7. The apparatus for implementing separate databases and tables for ride-hailing driver and passenger orders according to claim 6, characterized in that: The driver order database table adopts a dual-write strategy. After a passenger order is assigned to a driver, a driver order is generated based on the driver ID, and a driver order record is written to the driver order database in the driver sharding table in real time.

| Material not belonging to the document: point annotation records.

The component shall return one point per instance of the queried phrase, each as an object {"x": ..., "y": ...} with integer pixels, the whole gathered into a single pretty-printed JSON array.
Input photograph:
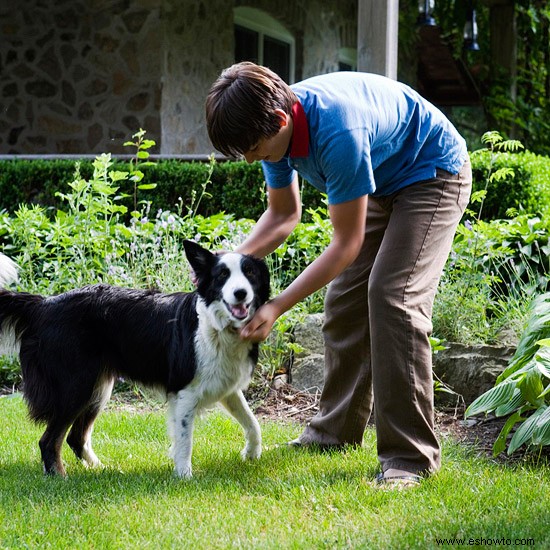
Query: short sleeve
[
  {"x": 345, "y": 161},
  {"x": 278, "y": 174}
]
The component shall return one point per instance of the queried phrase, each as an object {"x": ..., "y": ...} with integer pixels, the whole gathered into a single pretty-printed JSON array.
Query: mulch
[{"x": 287, "y": 403}]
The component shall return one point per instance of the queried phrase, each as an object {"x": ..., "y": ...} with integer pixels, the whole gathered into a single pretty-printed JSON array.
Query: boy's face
[{"x": 274, "y": 148}]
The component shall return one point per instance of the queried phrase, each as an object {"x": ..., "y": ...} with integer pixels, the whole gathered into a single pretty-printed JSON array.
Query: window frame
[{"x": 262, "y": 23}]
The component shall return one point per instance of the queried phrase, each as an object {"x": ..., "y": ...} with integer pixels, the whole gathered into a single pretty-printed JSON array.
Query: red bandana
[{"x": 300, "y": 133}]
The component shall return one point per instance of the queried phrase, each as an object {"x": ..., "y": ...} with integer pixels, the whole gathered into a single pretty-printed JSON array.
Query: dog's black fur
[{"x": 73, "y": 347}]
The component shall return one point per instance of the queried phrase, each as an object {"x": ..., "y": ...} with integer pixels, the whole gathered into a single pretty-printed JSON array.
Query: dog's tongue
[{"x": 240, "y": 311}]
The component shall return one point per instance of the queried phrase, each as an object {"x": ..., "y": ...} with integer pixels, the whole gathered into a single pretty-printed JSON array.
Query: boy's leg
[
  {"x": 402, "y": 287},
  {"x": 346, "y": 400}
]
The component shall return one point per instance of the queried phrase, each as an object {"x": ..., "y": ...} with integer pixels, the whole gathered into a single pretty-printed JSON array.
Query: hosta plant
[{"x": 522, "y": 391}]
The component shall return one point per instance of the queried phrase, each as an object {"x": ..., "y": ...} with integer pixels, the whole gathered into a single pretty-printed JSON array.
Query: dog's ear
[{"x": 201, "y": 260}]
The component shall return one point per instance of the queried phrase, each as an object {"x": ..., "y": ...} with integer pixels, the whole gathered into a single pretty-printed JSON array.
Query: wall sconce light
[
  {"x": 470, "y": 32},
  {"x": 425, "y": 10}
]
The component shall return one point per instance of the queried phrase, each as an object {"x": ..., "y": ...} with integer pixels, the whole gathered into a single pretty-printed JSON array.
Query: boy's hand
[{"x": 259, "y": 327}]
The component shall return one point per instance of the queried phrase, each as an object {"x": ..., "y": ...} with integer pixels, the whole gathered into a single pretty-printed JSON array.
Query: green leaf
[
  {"x": 500, "y": 443},
  {"x": 525, "y": 432},
  {"x": 542, "y": 432},
  {"x": 515, "y": 403},
  {"x": 531, "y": 387},
  {"x": 103, "y": 188},
  {"x": 116, "y": 175},
  {"x": 491, "y": 399}
]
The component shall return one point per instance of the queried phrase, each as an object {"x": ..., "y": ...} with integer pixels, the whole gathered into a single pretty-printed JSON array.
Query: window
[
  {"x": 263, "y": 40},
  {"x": 347, "y": 59}
]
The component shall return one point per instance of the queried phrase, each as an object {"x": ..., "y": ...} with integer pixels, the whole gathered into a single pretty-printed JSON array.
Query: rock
[
  {"x": 309, "y": 336},
  {"x": 471, "y": 370},
  {"x": 307, "y": 373}
]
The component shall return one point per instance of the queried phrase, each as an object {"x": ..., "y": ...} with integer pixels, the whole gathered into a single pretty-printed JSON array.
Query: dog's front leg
[
  {"x": 181, "y": 419},
  {"x": 236, "y": 405}
]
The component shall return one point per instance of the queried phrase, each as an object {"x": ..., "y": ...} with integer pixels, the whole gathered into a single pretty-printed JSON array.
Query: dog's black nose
[{"x": 240, "y": 294}]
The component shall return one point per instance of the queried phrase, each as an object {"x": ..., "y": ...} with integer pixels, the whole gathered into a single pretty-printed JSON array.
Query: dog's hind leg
[
  {"x": 80, "y": 436},
  {"x": 236, "y": 405},
  {"x": 50, "y": 447}
]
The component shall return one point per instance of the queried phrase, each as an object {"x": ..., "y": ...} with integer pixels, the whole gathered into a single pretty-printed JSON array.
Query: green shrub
[
  {"x": 237, "y": 188},
  {"x": 522, "y": 391},
  {"x": 525, "y": 187}
]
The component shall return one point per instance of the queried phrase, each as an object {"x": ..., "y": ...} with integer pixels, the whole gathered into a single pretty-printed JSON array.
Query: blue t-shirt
[{"x": 368, "y": 135}]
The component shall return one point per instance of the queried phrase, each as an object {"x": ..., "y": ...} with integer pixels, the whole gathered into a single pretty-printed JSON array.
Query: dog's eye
[{"x": 223, "y": 273}]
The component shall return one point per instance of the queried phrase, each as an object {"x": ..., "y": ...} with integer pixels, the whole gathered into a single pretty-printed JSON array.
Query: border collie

The driver order database table uses MongoDB for dynamic data expansion and data synchronization to ensure traceability of abnormally lost data, and Redis for relationship mapping and caching of hot passenger orders.
8. The apparatus for implementing separate databases and tables for ride-hailing driver and passenger orders according to claim 7, characterized in that, When the passenger database sharding and table partitioning module is running, it specifically performs the following: Create a new passenger order database table; Get the database sharding and table partitioning rules; Classify historical passenger orders based on passenger ID; The categorized passenger orders are written into a new passenger order database table after sharding and partitioning.
9. The apparatus for implementing separate databases and tables for ride-hailing driver and passenger orders according to claim 8, characterized in that: The new passenger order database table uses Binlog+MQ to handle data synchronization, and the entire data is stored off-site.
10. The apparatus for implementing separate databases and tables for ride-hailing driver and passenger orders according to claim 9, characterized in that, It also includes a database obsolescence module, which executes the following during runtime: Obtain business feedback data on passenger orders; The system will switch the current passenger order to either the hot passenger order database or the cold passenger order database. Abandoned the old, single-table passenger order database; Write the new passenger order to the new passenger order database table.